Vakanüvis yazdı: Akşam ezanıyla başlayan yılbaşı
Vakanüvis
Miladî takvime göre bu gece yılbaşı. Hz. İsa’nın doğduğu yıl başladığına inanılan takvime göre bu gece yarısında 2022 bitip, 2023 başlayacak. Dünyanın büyük bir bölümünde insanlar, o klişe tabirle “çılgınca eğlenerek yeni yıla girecek.”
Miladî takvime göre durum böyle. Tabiî, takvimler çeşit çeşit, bu takvimlerden biri de Hicrî takvim. Dolayısıyla bu takvimin yılbaşısı da farklı. Çok uzun asırlar boyunca da bu topraklarda yılbaşı Hicrî takvime göre karşılandı, kutlandı.
Kur’an’da adı geçen Muharrem ayından hareketle…

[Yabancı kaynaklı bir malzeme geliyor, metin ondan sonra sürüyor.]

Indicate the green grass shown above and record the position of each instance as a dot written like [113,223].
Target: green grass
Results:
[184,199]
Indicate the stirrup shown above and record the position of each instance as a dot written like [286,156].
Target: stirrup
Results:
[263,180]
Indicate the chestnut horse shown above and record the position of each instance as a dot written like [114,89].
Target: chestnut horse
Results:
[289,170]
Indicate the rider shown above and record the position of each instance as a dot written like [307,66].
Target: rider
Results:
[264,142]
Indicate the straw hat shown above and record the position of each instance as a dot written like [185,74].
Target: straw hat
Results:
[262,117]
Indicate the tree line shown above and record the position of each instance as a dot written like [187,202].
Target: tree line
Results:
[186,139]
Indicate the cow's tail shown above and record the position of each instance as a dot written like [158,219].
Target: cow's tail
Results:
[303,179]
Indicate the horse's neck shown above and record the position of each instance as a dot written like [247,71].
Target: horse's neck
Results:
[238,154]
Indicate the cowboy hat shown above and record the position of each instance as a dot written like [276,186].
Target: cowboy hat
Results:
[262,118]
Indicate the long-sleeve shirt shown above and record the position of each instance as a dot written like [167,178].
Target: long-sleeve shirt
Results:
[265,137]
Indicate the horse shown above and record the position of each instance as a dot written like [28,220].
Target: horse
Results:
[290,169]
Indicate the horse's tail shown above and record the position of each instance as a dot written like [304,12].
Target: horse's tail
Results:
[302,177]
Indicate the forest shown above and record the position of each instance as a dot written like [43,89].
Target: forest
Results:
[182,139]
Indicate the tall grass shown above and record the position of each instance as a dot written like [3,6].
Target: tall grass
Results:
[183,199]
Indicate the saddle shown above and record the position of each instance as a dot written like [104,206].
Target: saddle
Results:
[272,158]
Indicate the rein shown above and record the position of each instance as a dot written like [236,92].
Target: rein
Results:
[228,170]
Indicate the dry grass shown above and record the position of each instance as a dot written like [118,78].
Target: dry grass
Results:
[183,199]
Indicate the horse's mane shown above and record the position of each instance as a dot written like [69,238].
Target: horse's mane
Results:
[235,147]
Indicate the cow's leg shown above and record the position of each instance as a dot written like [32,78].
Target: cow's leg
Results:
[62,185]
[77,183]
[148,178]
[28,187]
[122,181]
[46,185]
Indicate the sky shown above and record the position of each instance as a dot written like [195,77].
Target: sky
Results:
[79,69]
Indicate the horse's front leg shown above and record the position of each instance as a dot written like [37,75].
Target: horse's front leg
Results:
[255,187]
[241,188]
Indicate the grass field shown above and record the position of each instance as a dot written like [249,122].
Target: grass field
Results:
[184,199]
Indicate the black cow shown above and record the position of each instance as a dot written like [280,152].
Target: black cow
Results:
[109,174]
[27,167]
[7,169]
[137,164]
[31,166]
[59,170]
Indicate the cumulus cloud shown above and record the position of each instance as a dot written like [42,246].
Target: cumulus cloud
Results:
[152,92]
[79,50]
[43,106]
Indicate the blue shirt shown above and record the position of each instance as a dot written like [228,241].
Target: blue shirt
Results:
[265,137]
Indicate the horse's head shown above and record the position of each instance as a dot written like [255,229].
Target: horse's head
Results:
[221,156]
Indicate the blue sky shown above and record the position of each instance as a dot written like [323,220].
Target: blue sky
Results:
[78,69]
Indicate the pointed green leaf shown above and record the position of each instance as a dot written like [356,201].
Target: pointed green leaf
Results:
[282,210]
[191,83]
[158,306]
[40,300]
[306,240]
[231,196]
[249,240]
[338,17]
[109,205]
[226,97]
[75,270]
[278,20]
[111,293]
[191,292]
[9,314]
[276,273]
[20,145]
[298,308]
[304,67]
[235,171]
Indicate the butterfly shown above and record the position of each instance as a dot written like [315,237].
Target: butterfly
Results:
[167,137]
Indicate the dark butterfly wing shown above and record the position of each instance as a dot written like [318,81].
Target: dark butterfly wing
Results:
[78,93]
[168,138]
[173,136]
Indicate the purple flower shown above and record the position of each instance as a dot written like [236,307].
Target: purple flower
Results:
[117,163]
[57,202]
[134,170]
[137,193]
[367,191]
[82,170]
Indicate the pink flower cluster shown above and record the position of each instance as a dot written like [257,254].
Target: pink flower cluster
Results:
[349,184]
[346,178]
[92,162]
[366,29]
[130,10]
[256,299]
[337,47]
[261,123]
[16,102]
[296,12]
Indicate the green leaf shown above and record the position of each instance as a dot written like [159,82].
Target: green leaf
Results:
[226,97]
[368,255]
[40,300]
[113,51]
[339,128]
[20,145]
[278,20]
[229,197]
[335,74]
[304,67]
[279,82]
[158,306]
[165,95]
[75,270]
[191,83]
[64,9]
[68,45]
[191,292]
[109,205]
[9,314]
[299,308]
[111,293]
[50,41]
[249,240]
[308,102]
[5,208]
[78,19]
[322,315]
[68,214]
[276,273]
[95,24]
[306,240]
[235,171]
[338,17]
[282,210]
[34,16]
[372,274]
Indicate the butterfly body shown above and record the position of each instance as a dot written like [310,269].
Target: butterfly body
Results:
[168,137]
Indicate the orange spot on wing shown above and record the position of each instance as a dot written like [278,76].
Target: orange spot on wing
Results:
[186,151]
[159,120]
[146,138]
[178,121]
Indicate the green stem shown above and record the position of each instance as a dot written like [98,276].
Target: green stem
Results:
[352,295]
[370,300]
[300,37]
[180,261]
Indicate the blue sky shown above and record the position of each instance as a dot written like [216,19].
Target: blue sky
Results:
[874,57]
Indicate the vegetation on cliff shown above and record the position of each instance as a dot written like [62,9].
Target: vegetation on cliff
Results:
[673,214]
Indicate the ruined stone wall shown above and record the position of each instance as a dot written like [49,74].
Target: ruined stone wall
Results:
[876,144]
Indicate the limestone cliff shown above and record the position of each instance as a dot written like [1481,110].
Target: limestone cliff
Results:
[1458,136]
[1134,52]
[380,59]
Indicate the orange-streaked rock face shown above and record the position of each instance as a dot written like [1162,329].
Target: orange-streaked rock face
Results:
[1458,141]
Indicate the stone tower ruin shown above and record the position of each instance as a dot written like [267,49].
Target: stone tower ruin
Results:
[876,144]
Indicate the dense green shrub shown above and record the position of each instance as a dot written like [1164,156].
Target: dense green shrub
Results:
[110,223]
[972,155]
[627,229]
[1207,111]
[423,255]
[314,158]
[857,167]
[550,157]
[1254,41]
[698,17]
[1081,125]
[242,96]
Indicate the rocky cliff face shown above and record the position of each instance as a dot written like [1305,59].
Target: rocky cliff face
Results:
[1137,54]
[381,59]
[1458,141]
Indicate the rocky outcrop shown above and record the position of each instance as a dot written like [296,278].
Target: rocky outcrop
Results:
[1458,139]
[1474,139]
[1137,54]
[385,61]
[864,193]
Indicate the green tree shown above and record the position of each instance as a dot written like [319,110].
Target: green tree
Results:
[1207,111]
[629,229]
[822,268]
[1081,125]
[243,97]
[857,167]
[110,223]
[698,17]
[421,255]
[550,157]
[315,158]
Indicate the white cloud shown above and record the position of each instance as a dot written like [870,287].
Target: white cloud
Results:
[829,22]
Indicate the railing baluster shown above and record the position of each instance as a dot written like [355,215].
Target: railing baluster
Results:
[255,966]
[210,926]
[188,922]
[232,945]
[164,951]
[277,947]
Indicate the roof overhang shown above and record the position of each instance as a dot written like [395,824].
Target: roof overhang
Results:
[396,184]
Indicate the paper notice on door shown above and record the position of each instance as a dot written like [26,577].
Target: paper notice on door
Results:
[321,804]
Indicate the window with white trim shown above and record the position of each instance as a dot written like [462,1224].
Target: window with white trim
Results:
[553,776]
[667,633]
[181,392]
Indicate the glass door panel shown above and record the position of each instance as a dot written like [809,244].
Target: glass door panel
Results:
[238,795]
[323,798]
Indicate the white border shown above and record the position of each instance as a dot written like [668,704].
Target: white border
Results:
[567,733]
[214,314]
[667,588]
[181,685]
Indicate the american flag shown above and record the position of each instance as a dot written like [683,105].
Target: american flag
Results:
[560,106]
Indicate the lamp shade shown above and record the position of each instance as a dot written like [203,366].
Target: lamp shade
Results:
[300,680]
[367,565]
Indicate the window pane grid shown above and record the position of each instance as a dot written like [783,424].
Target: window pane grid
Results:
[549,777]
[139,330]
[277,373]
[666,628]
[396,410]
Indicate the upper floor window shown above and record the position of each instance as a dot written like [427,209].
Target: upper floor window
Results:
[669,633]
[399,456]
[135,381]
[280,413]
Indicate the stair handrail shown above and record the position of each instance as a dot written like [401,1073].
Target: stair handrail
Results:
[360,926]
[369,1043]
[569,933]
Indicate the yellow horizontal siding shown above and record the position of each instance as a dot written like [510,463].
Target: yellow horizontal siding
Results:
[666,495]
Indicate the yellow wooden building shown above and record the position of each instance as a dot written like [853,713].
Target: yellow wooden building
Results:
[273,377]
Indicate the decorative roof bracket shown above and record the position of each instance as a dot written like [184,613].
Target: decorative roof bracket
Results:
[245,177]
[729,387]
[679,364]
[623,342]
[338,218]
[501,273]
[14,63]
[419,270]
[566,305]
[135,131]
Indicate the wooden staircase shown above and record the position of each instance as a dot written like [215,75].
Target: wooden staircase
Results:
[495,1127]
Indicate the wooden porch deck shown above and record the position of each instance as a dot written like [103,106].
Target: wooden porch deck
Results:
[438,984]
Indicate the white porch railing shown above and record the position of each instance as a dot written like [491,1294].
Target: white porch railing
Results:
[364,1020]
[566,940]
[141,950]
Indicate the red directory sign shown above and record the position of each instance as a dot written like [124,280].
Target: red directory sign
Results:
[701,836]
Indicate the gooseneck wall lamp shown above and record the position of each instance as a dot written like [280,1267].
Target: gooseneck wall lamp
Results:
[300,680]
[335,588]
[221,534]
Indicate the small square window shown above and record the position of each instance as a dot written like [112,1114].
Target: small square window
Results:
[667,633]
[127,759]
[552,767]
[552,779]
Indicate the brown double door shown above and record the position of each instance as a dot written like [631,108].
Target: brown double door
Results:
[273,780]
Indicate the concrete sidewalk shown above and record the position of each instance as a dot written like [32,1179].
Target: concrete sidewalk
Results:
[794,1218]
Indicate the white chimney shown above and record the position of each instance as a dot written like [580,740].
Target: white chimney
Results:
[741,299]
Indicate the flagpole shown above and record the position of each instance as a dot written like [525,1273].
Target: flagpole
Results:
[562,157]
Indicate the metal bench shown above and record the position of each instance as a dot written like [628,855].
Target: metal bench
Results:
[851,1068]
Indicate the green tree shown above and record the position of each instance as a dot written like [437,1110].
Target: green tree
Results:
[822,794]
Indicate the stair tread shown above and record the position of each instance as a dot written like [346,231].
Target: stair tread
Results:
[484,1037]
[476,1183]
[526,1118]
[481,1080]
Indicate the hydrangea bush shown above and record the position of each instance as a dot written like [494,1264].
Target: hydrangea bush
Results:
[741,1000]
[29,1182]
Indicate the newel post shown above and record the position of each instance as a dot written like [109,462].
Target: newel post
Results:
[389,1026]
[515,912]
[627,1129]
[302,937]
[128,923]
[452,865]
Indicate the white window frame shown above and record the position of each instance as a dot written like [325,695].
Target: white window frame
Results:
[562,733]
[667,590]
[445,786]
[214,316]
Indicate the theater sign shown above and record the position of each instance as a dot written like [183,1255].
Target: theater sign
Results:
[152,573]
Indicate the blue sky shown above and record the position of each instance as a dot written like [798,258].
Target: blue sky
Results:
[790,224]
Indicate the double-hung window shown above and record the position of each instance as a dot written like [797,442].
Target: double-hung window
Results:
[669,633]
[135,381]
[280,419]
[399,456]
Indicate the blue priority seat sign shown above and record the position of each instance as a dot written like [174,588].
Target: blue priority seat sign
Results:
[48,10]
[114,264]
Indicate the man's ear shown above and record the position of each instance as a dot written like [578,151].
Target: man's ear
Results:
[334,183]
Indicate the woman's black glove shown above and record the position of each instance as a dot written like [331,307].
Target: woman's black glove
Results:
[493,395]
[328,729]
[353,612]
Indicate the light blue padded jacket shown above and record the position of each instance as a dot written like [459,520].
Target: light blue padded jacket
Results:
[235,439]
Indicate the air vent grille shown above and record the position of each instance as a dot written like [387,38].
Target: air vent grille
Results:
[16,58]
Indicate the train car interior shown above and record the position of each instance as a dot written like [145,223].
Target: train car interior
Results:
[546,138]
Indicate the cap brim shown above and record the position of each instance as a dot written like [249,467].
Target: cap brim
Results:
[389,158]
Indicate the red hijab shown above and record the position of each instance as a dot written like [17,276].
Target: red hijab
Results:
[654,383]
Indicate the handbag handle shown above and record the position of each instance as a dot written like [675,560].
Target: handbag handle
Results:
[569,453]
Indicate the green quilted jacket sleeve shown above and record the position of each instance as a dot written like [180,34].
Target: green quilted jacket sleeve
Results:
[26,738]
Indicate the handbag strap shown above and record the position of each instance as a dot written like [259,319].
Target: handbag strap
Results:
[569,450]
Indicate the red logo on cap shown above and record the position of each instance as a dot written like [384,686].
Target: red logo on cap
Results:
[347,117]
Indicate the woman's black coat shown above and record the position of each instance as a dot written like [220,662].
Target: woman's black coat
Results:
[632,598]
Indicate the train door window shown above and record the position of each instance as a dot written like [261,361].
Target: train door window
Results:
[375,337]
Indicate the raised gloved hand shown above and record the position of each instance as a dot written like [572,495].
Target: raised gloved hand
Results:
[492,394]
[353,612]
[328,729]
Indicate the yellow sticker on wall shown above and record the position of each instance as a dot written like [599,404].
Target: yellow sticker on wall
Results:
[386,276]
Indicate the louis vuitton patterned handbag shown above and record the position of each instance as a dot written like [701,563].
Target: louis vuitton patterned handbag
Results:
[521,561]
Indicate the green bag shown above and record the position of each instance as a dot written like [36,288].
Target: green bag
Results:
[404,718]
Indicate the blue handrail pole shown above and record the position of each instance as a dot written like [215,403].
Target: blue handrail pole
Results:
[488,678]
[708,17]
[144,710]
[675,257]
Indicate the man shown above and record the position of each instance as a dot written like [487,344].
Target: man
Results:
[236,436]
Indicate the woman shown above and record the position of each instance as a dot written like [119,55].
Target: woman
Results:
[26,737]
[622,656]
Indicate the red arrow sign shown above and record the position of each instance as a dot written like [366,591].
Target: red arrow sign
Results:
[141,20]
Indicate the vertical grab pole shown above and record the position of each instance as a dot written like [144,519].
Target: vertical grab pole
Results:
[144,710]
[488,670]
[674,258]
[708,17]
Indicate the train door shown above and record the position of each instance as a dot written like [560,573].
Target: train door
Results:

Tarih boyunca takvimler, büyük çoğunlukla inançların ve bu inançların önem atfettiği günler, döngüler üzerinden oluşmuştu. Semavî olan veya olmayan tüm dinler, inanç grupları ve ideolojiler, bazı gün ve geceleri önemine binaen diğer zamanlara göre daha muteber ve kutsal kabul etmişlerdi.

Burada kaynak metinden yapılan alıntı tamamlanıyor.